Ich hätte mir vielleicht exit und print sparen können und direkt im Hauptprogramm die Syscalls benutzen können. Habe ich nicht gemacht, weil ich das Programm etwas abstrakter und möglicherweise leichter verständlich halten wollte.

readline

Hier wird es jetzt interessant.

Mit etwa 100 Zeilen Code ist das die bisher längste Funktion. Wäre sie in C geschrieben, hätte sie diese Signatur:

size_t readline(char **buffer, size_t *buffer_size);

Der erste Parameter ist ein Pointer auf einen „String“, den wir aber nicht NUL-terminieren, weil wir faul sind. Der zweite Parameter ist ein Zeiger auf irgendwelche 8 Bytes, die die derzeitige Größe des Puffers speichern sollen. Beide Variablen leben auf dem Stack des Hauptprogramms – sie wurden bei Schritt (2) allokiert.

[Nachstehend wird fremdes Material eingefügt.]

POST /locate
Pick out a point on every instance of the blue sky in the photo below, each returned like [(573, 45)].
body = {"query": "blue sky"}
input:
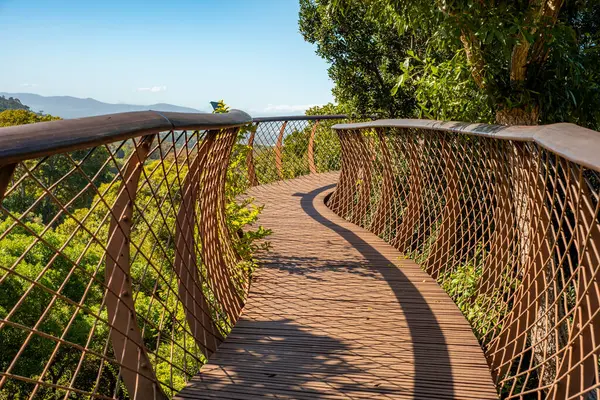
[(184, 52)]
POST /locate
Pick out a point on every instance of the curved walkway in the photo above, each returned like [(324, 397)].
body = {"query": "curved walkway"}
[(335, 312)]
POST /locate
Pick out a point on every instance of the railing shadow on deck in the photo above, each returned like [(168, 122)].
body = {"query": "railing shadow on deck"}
[(309, 372), (422, 323)]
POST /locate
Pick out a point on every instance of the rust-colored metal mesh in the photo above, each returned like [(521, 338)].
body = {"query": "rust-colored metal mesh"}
[(510, 230), (284, 149), (118, 273)]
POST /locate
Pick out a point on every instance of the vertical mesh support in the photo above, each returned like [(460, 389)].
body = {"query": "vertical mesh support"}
[(509, 229)]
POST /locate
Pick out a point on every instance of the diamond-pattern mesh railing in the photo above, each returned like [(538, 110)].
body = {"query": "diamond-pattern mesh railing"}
[(290, 147), (118, 273), (507, 219)]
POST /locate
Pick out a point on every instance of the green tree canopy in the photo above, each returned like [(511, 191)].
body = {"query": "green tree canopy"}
[(508, 61)]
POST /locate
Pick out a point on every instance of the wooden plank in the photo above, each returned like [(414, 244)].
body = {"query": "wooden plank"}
[(335, 312)]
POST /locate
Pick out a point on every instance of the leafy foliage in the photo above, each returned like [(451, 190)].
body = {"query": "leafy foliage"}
[(87, 193), (524, 62), (12, 117)]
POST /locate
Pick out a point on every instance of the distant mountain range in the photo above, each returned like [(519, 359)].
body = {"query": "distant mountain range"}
[(74, 107)]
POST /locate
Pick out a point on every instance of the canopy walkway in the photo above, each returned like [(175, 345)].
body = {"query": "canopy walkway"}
[(335, 312), (408, 259)]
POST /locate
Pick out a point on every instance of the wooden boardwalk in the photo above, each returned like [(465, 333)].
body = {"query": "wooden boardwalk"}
[(334, 312)]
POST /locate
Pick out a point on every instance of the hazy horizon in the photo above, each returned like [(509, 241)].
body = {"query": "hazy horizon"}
[(185, 53)]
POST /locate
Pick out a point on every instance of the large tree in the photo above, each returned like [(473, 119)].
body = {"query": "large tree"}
[(365, 56), (512, 61)]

Unsere Implementierung von readline wird auf dem Heap dynamisch Speicher allokieren. Dort wird dann eine ganze Zeile abgelegt. Irgendwann in der Zukunft kann die (noch hypothetische) Regex-Engine dann auf diesem Puffer arbeiten. Für den Moment wird sein Inhalt aber einfach nur mittels print ausgegeben, nachdem wir readline wieder verlassen haben.

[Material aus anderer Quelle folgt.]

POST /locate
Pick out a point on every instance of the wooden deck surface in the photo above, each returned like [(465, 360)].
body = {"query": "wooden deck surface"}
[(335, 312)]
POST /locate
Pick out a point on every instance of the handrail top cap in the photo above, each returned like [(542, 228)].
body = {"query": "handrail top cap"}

Um Speicher auf dem Heap zu allokieren, kann man unter Linux den brk()-Syscall benutzen. Ein brk(0) gibt der derzeitige Adresse des „Program Break“ zurück. Ruft man das zum ersten Mal auf, kriegt man eben irgendeine Adresse. Danach kann man aber brk(first_result + some_size) aufrufen, um damit den Program Break zu verschieben – und dadurch entsteht dann der Heap. Das macht in C die Funktion malloc() (manchmal) hinter den Kulissen. Eigentlich funktioniert das insgesamt recht ähnlich zu unserem Stack, allerdings in die andere Richtung. In Linux wächst der Heap in Richtung höherer Adressen.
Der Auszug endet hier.